5 Comments

Excellent post, but I will have to read a couple more times.

I also wonder about the global "capital glut."

One response: There are no bubbles, no shortages and no gluts. Only supply and demand.

But...in fact, many nations globally suppress consumption, and funnel non-market savings money into investments, China being the prime example but also Germany, Singapore, any number of Asian nations. I have to say, this strategy seems to work.

Having "too much" capital might not be a bad thing, but I suspect then returns on investments are artificially suppressed.

I have reservations whether the US employee classes have benefitted from the last 50 years of globalism.

Foreign capital buying the best real estate to live in...that is what happens in Third World nations...and now the US and Greece too. Of course, this problem is exacerbated by the outlawing of new housing construction in much of the US.

Michael Pettis has an interesting take on international trade, and I think a worthy one.

Expand full comment

I frequently find Pettis to be questionable. I think some of the points I make in this post are at odds with his point of view.

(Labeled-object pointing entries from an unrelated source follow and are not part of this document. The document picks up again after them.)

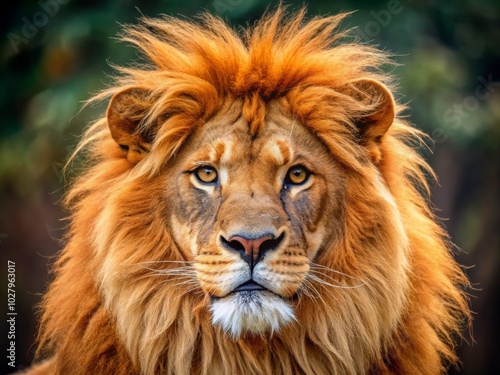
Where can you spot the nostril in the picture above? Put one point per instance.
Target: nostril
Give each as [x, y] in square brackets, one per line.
[252, 249]
[234, 244]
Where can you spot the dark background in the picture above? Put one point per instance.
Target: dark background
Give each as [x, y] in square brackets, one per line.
[447, 55]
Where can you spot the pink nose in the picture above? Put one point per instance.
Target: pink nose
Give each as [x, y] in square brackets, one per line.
[251, 246]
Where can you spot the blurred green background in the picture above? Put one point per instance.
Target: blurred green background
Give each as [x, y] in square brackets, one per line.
[55, 54]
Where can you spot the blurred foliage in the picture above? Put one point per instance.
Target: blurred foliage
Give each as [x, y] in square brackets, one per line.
[446, 51]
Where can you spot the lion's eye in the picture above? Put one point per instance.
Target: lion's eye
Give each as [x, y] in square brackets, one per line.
[206, 174]
[297, 175]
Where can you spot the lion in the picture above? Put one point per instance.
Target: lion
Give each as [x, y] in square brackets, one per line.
[253, 203]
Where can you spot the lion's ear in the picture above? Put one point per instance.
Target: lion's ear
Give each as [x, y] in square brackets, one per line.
[379, 116]
[125, 113]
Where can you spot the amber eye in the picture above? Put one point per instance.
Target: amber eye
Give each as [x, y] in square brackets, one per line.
[297, 175]
[206, 174]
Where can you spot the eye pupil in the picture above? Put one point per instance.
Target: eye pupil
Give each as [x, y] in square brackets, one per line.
[206, 175]
[297, 175]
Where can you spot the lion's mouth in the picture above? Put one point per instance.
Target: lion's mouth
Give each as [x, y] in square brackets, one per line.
[249, 286]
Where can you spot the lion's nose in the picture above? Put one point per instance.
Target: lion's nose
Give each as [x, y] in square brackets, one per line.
[253, 248]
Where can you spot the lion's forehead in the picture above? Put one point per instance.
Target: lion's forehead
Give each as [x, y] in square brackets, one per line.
[231, 147]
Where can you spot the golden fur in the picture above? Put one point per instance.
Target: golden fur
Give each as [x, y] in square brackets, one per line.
[364, 267]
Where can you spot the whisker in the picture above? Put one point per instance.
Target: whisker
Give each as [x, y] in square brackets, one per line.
[324, 282]
[319, 266]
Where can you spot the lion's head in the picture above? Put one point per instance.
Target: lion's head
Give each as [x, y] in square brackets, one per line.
[253, 207]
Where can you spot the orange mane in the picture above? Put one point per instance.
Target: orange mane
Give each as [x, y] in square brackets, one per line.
[194, 69]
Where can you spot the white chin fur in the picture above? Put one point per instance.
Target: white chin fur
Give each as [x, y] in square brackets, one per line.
[252, 312]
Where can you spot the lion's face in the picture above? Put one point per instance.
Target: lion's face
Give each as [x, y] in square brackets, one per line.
[250, 212]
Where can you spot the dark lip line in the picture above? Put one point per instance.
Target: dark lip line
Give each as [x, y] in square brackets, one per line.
[249, 286]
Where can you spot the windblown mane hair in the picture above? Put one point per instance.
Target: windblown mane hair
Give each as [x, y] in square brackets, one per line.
[194, 70]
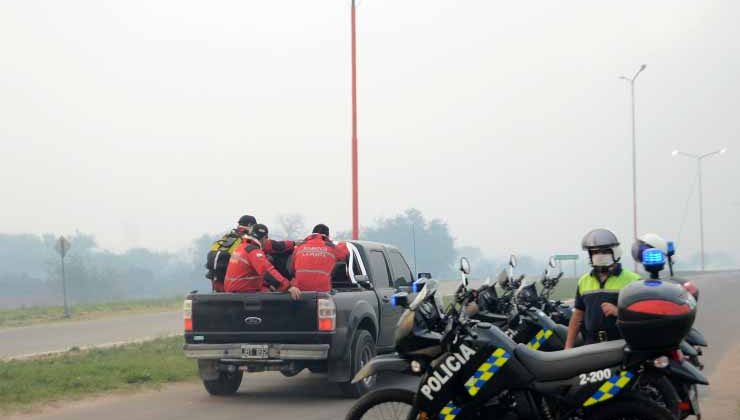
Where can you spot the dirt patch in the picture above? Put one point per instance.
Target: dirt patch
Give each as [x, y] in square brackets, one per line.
[722, 401]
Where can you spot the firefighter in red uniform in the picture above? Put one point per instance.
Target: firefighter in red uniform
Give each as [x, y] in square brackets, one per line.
[314, 260]
[250, 271]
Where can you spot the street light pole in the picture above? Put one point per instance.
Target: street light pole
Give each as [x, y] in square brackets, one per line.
[355, 206]
[699, 158]
[634, 151]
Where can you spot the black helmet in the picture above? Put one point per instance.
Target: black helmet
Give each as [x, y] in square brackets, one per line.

Tyler Cowen is usually not one to cast aspersion, but recently he posted an unusually direct statement in opposition to Pettis' international trade POV.

https://marginalrevolution.com/marginalrevolution/2024/12/monday-assorted-links-485.html

Expand full comment

Yeah, I saw that Cowen comment, and Cowen links to one of Pettis' weaker moments. I think Pettis must have been off his beam a little bit.

I do recommend Perris book, "Trade Wars are Class Wars."

I am hardly a Trump fan, but for the first time in ages I feel optimism on trade and foreign policy, snd reasonable control of borders.

The Trump effect may even put the kibosh on terrorism.

Well, we will see.

Expand full comment

"As China-watcher and Carnegie China senior fellow Michael Pettis noted on X, plenty of debt has piled up under "prudent" conditions without re-invigorating domestic demand.

"The problem with Chinese monetary policy until now has not been that its tightness has led to slow growth and low inflation, but rather that its looseness, directed almost exclusively at the supply side of the economy, has accommodated deeper imbalances and deflation," he said.---Reuters

Pettis may be right about this.

This subsidy of industry leads to export manias, to soak up production...

Expand full comment

I like a lot of this. Of course the financial crisis was not cause by bad mortgages. It was 100% created by the Fed that refused to keep inflation up to target. Yes many financial sector firms would have, should have lost all their equity, but not more than a few house owners, no unemployment, etc.